If you are the proud owner of brambles, your consolation comes from making the shoots into beer in the spring and gathering enough fruit in late summer for all your jam, crumble and winemaking needs. It makes an excellent security fence, too. A country cure for rheumatism was to scramble under a bramble bush, one of those ancient traditions that died out for a good reason. Otherwise, almost any country or suburban hedgerow will supply you. Avoid places with heavy traffic, much dust, and fields that are likely to have been sprayed. Commons, quiet back lanes, and footpaths that run through set-aside are your safest bets.

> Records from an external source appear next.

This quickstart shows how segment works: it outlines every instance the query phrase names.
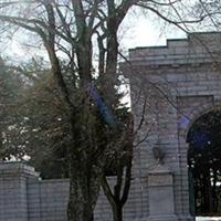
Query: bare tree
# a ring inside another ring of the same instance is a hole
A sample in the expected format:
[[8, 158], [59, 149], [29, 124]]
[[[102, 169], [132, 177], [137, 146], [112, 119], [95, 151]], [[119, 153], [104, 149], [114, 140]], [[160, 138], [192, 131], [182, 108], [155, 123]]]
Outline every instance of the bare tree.
[[[117, 151], [115, 139], [120, 140], [125, 134], [110, 113], [116, 107], [117, 33], [133, 6], [149, 10], [182, 30], [181, 24], [190, 22], [178, 13], [182, 9], [180, 0], [3, 0], [0, 3], [3, 30], [21, 27], [41, 39], [51, 63], [56, 88], [54, 96], [61, 96], [66, 107], [70, 119], [70, 221], [92, 219], [105, 164]], [[199, 20], [203, 18], [201, 14]], [[61, 53], [65, 54], [71, 70], [72, 85], [62, 72]], [[94, 54], [98, 54], [97, 67]], [[106, 117], [103, 128], [98, 126], [101, 117], [95, 114], [94, 103]], [[98, 139], [101, 134], [108, 140], [105, 145]], [[123, 175], [122, 169], [119, 173]], [[119, 189], [117, 185], [115, 193], [118, 197]], [[123, 204], [127, 199], [125, 196]]]

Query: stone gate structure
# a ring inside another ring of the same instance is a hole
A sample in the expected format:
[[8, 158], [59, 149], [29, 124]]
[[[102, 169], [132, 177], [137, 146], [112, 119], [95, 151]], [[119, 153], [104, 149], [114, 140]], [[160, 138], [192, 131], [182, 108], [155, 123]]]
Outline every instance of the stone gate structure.
[[[122, 69], [138, 130], [125, 221], [194, 220], [186, 138], [198, 117], [220, 108], [220, 50], [221, 33], [192, 33], [166, 46], [129, 51]], [[69, 180], [41, 180], [22, 162], [0, 164], [1, 221], [65, 221], [67, 193]], [[110, 220], [101, 193], [95, 221]]]

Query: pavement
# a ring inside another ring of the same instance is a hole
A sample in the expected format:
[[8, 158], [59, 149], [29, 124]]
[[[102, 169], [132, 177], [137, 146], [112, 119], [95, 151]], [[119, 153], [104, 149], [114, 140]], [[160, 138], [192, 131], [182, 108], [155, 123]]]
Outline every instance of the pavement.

The bramble has an affinity with thistles, to attack your ankles, and nettles, to go for your legs, not to mention its very own thorns for the rest of you. I have picked blackberries in shorts and sandals, but only once. The juiciest ones are always just out of reach, so a walking stick with a crooked handle is useful. The ideal time to pick is after four or five days without rain, which bloats the berries and makes them tasteless, but there is a lot of variety in the ripening pattern. The same stretch of hedgerow will hold sprays of blossom, green fruit, and clusters of luscious berries, the grape of the British Isles. The berry is ripe when it comes off just at the touch of your fingers, incidentally. Comes off, rolls down your arm, and lands in the nettles, often. Let it lie, there are plenty more.

The following is an easy recipe for blackberry cordial. The alcoholic element here is vodka, which tastes well. French rural supermarkets stock great vats of eau de vie at this time of year, into which goes every leftover fruit, leaf and root from le jardin de mon oncle. Bring some back if you're going, but remember that it is often stronger, generally 40%-60% alcohol, than most cheap vodkas, which are usually around 38%.

Blackberry cordial


For every kilo of blackberries you will need:

  • 75cl vodka
  • 100 grams raw cane, Demerara or molasses sugar
  • 100 grams vanilla sugar
  • One cm piece of cinnamon stick, broken into fragments but not crushed or ground
  • One heaped tablespoon of borage flowers, if you have them.


    1. Pick over the blackberries, removing bits of stalk and sepal and those deceptive ones which look ripe on one side but are green and stony on the other. Rinse the blackberries, shaking lightly to get rid of excess water. Put into a crock, dish or mixing bowl, scatter on the borage flowers if you're using them, and the pieces of cinnamon.

2. Slowly stir in the sugar with a wooden spoon.

3. Cover with a lid or plate and leave to stand for 24 hours.

4. Using a funnel, pour the mixture into a 1.5 litre screw top bottle. Pour in the vodka. Screw on the top.

5. Leave to stand for 14 days, shaking vigorously morning and evening.

6. Put by for six months.

7. Strain through a sieve into bottles. The sieve needs to be fine enough to keep out the pips. Label and use.

It makes a good after-dinner drink, and is also delicious as a sauce on ice-cream, or as the alcoholic element in trifle.

The fruit you have left in the sieve is squishy but nice, and has the added zing of vodka. I pick it over to remove the slivers of cinnamon, add 150 grams of apple, peeled, cored and cut into small pieces, plus100 cl of cherry juice, and make Tipsy Bramble Jam with it. Not many people make jam in April, not in this hemisphere at any rate.